兩日後。


    劍廬,抱劍台。


    罡風獵獵,雲霧繚繞,遠處一座座劍峰以鐵索橫連,兇險至極。


    其上隱隱能見灰黑宮闕,橫平豎直。


    作為劍廬弟子平日習武比劍之地,抱劍台極為寬闊。


    據傳,此地原為一座劍峰,劍廬初代劍首行至此處。


    覺其鍾靈明秀,便摘下一段青鬆,以枝代劍,隨手一劃。


    自山腰處齊齊削平,取名“抱劍台”。


    當然,這是傳說,信多少全憑自個兒。


    抱劍台上,來人衣著各異,三三兩兩匯聚。


    這些人,便是來參加劍試。


    江南在其中,舉目四望,粗略估計有數百上千人之多。


    一眼望去,卻並未發現墨袍男子。


    他手裏拿著一本冊子,乃是上山時在一黃袍修者手中購買。


    上劍廬的山路中,也有所許多商販擺攤。


    不過他們可並不是秀水城中商販。


    而是周圍宗門的修者和散人。


    專門售賣修者才用得上的玩意兒。


    有人的地方就有江湖,自然也有買賣。


    江南便以一百兩銀錢買了一本名為“劍試熱門人物名冊”的小冊子。


    據說是手眼通天的天機閣流出的消息,涵蓋了近一月來前往秀水的天驕名單。


    包括其出身,品階,戰績等。


    值得一提的是,其中竟然還有江南的信息。


    落第書生,出身旬陽。


    曾身陷牢獄,但最終翻案。


    並喚出奇異力士鎮壓八品蛇妖,更為朝廷新晉外指繡衣,實力難測。


    注:未曾展露劍道實力,亦有可能並非為劍試而來。


    而江南看後,則心中凜然。


    雖不是什麽隱秘,但一個月前剛在旬陽發生的事,編篡名冊的天機閣都能輕易查到。


    看來這個組織,確實眼線遍布。


    時辰已到。


    遠方的天邊,幾道細長流光劃過。


    待近了一看,赫然是幾道灰袍人影,禦劍而來。


    這幾人落在抱劍台高台上,垂首而立。


    其中一老者,向前踏出一步。


    素履與鋼岩輕輕碰撞,發出細微的聲音。


    詭異的是,這本該淹沒在嘈雜聲中的腳步,卻宛如炸雷班響徹眾人耳膜。


    讓台下所有人都望向那老者。


    他穿一身簡單的劍廬袍子,看起來很老舊,但卻很幹淨。


    身材平常,麵容平常。


    唯有那一雙灰撲撲的渾濁眼瞳。


    江南僅是看了一眼,便有眼睛被針紮中的幻痛。


    他不懂劍道,但想必這就是所謂的劍勢吧。


    老者鋒銳的氣息隻停留了一瞬間,將所有人的注意力吸引過來後,便微眯起眼,不在釋放鋒芒。


    “諸位道友。
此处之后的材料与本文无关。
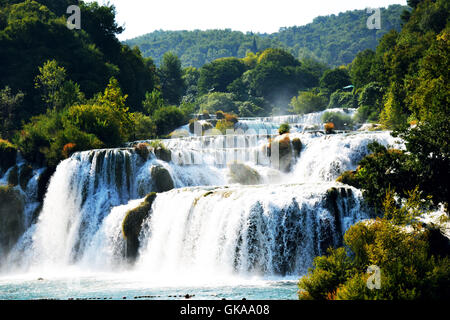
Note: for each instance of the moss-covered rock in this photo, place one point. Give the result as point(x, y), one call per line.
point(25, 174)
point(132, 225)
point(162, 179)
point(349, 177)
point(243, 174)
point(8, 155)
point(13, 176)
point(142, 150)
point(297, 145)
point(43, 182)
point(12, 226)
point(284, 145)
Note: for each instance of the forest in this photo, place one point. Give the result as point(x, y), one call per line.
point(333, 40)
point(63, 91)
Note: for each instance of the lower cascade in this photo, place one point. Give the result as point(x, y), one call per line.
point(238, 217)
point(265, 230)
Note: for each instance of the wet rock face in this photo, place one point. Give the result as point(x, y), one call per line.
point(8, 157)
point(12, 226)
point(161, 178)
point(243, 174)
point(284, 145)
point(163, 154)
point(132, 225)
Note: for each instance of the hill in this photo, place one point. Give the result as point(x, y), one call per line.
point(333, 39)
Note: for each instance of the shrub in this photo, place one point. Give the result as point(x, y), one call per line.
point(205, 115)
point(341, 121)
point(68, 149)
point(168, 119)
point(342, 99)
point(349, 177)
point(99, 121)
point(132, 224)
point(307, 102)
point(224, 125)
point(382, 171)
point(142, 150)
point(329, 127)
point(231, 118)
point(297, 145)
point(408, 270)
point(284, 128)
point(220, 115)
point(144, 127)
point(8, 153)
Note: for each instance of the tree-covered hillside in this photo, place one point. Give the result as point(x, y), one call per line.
point(334, 39)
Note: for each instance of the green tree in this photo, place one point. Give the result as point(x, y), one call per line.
point(361, 68)
point(171, 76)
point(335, 79)
point(10, 107)
point(217, 75)
point(307, 102)
point(153, 101)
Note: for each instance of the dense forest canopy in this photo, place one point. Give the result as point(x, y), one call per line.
point(334, 39)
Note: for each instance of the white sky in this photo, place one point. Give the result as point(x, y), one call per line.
point(143, 16)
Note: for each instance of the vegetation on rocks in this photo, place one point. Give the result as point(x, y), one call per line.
point(132, 225)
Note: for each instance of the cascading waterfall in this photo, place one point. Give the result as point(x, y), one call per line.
point(206, 225)
point(263, 230)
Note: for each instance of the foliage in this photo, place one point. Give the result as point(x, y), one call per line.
point(224, 125)
point(217, 75)
point(132, 224)
point(171, 76)
point(408, 269)
point(249, 109)
point(284, 128)
point(335, 79)
point(307, 102)
point(329, 127)
point(153, 101)
point(370, 102)
point(57, 93)
point(10, 105)
point(143, 127)
point(167, 119)
point(35, 32)
point(8, 153)
point(216, 101)
point(428, 157)
point(340, 120)
point(341, 38)
point(342, 99)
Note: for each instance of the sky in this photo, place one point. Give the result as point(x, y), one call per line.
point(143, 16)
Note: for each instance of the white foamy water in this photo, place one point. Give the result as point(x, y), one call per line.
point(206, 230)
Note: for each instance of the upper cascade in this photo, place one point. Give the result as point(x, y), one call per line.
point(215, 200)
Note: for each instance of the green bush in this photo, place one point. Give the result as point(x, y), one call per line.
point(8, 153)
point(224, 125)
point(144, 127)
point(284, 128)
point(168, 119)
point(132, 224)
point(341, 121)
point(408, 269)
point(307, 102)
point(342, 99)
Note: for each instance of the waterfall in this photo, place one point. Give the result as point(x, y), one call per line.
point(265, 230)
point(208, 224)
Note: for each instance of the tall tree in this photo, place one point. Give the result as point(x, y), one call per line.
point(171, 76)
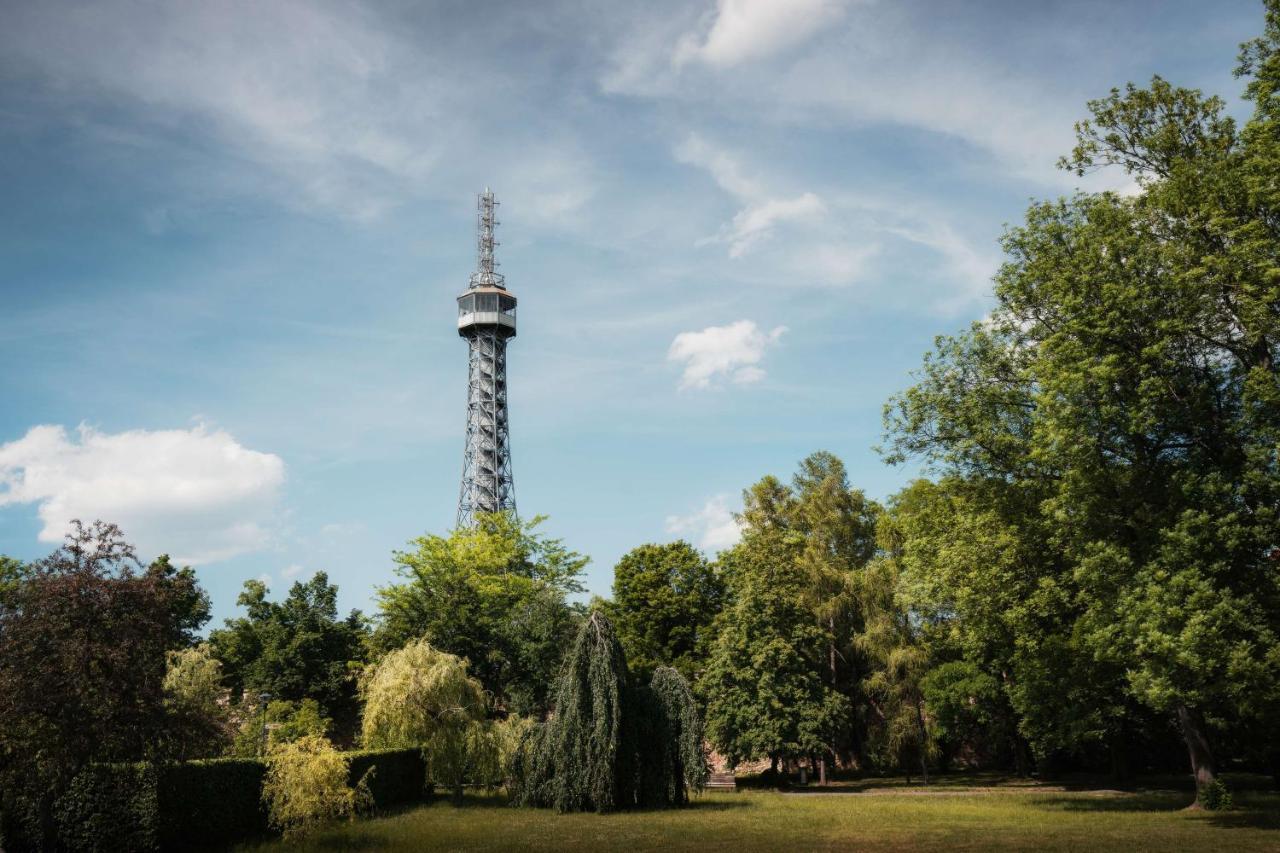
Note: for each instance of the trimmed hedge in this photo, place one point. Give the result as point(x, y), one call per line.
point(398, 778)
point(202, 803)
point(109, 807)
point(211, 802)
”


    老者開口了,聲音蒼老,不大,卻傳遍所有人的耳膜。


    “時辰已到,劍試在即,還請簽下契書。”


    說罷,他指向一旁。


    沒有綿長的開場白,沒有客套的歡迎詞。


    甚至沒有自報姓名。


    有如劍廬一貫的作風,橫平豎直,幹淨利落。


    眾人循著老者目光望去,幾名劍生模樣的年輕人,搬來張木桌,一疊宣紙。


    江南了解過,所謂契書便是類似與生死狀的之類的玩意兒。


    劍塚本來就是劍廬禁地。


    即便劍廬中人進入,也不一定相安無事。


    所以,劍試者需報上名號,身份,品階,以及確認生死自負,方可參加劍試。


    但即便如此,欲參加者,亦是如過江之鯽。


    對於很多劍道修者來說,他們可以為劍生,亦能為劍死。


    而劍廬,正是劍道聖地。


    一個時辰後,抱劍台數百人通通簽下契書,在台下等候。


    老者便又站了出來,依然是古井無波的語氣,“念至姓名者,上台來,演示諸位得意劍招。”


    “若通過,明日午時三刻,可進劍塚悟道。”


    “若未通過,還請下山。”


    說罷,他便退了迴去。


    轉身而來的是一個年輕劍生,一臉肅穆,手拿一疊契書,高聲道,


    “九霄峰,林之品,八品。”


    話音落,人群中一白衣少年腳下一蹬,飄然上台。


    拱手道:“在下九霄峰林之品,師從……”


    話未說完,肅穆的劍生便打斷了他,“道友,出招即可。”


    林之品臉上一紅,又一拱手,轉身麵對著幾名老者。


    便欲拔劍。


    他的手搭在劍柄之上。


    卻遲遲未能拔出。


    片刻後,汗水已經淋透了他的衣衫。


    最後,宛如虛脫一般,踉蹌下台。


    這這時,江南就聽身旁有人嘀咕。


    “哥,此人這是如何?怎連劍都拔不出來?”


    江南轉頭一看,發現說話的是一極為美麗的紅裘女子,眉眼如畫,身段窈窕,充滿靈動之氣。


    這女子,他有些許印象。


    那晚,這女子也在酒樓,似乎是與她兄長一起來的。


    被她稱作兄長之人,則是一衣決飄飄,氣質出塵的男子。


    隻見他緩緩搖頭:“學藝不精罷了,在劍廬長老年前,若是手裏沒點活兒,拔不出劍來,也屬正常。”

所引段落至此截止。